I walked on water because simple minds
are created ex nihilo through the blunt trauma of childbirth.
I walked on water to find the sink point,
to plummet. Deep down, where there is no context
for light or the absence of it—
it is a forced immersion, a dream entered
at the precise threat of the blade.
I walked on water because the ocean
is a salty furnace where the children of the unloved
snort the ashes of their forgotten kindred.
Interpretation
The narrative is a manifesto of radical deterritorialization, using the act of walking on water as the literal rejection of the physical codes (gravity, reality) enforced by the social and philosophical socius. The subject's mind functions as a Desiring-Machine that overrides the universal flow of physics. The act is not spiritual but psychic—a collapse of the mental control segment that usually maintains the physical code ("gravity is a latent segment of the mind, / a fragile discipline that collapses under pressure"). This breakdown allows the subject to establish a temporary, schizophrenic Body without Organs (BwO) where logic and mass are redefined.
The rejection extends immediately to the religious and social coding used to justify control. The speaker redefines the divine grimace: God, like the subject, is a failed machine, having created a system "beyond his own calculation, now uncontrolled." The Christ narrative is instantly stripped of its miraculous flow and re-coded as a pure flow of finality ("written in death"). This allows the subject to reject all moral territorialization. The poem finds true terror not in the physical feat but in the social reality it exposes: water, the medium of the miracle, is immediately juxtaposed with social violence ("segregates skin tones"), demonstrating that the physical world is already deeply coded by hate, an "unnatural fusion" that the mind must reject.

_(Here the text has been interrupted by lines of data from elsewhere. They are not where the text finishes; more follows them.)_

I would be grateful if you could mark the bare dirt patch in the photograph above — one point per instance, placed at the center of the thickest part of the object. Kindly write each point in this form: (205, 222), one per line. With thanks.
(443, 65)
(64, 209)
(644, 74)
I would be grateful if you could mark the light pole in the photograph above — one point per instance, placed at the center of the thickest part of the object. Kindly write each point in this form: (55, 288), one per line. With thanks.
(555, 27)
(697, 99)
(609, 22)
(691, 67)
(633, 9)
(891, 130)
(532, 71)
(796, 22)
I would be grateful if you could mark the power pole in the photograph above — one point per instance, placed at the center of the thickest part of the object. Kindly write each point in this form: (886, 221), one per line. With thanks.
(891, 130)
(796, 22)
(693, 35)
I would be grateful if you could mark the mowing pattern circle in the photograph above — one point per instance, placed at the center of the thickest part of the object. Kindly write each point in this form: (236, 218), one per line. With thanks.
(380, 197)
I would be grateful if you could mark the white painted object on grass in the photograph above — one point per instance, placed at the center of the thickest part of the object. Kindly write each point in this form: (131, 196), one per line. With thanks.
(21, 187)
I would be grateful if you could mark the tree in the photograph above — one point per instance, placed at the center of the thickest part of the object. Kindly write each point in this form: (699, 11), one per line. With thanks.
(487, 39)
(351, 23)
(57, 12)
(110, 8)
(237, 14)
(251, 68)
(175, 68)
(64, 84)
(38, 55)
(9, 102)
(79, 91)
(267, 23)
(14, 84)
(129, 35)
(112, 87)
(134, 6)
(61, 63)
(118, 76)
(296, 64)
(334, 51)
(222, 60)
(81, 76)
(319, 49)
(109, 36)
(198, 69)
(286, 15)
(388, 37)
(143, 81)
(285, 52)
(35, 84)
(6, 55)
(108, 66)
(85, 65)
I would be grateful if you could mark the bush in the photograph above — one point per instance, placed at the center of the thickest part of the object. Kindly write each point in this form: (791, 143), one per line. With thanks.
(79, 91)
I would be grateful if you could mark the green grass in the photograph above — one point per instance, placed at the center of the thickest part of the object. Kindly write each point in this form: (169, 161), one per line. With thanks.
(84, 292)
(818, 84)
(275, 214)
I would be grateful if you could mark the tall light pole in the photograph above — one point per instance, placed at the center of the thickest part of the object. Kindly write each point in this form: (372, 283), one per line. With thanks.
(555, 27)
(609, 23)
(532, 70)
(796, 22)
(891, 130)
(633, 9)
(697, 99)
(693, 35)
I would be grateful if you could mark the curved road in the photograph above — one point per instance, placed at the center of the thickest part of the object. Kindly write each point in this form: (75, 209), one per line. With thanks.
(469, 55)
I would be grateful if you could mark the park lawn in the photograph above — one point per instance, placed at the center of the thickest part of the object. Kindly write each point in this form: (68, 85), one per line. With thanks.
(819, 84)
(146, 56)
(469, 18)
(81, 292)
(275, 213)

The final movement documents the subject's desire for ultimate sink point—a complete, total collapse into the un-coded depths of the BwO. The desire is to plummet beyond the binary flows of perception ("no context / for light or the absence of it"). The trauma of being forced into consciousness ("simple minds / are created ex nihilo through the blunt trauma of childbirth") is mirrored by the final desired state: a "forced immersion, a dream entered / at the precise threat of the blade." This is the ultimate cynical vision of the origin of life and its end. The ocean is not a beginning but a final, destructive process—a "salty furnace" where new generations ("children of the unloved") are consuming the residue ("snort the ashes") of the failed, forgotten flows of the past. The walk on water is thus a temporary escape route designed only to find the fastest way to the terminal flow of annihilation.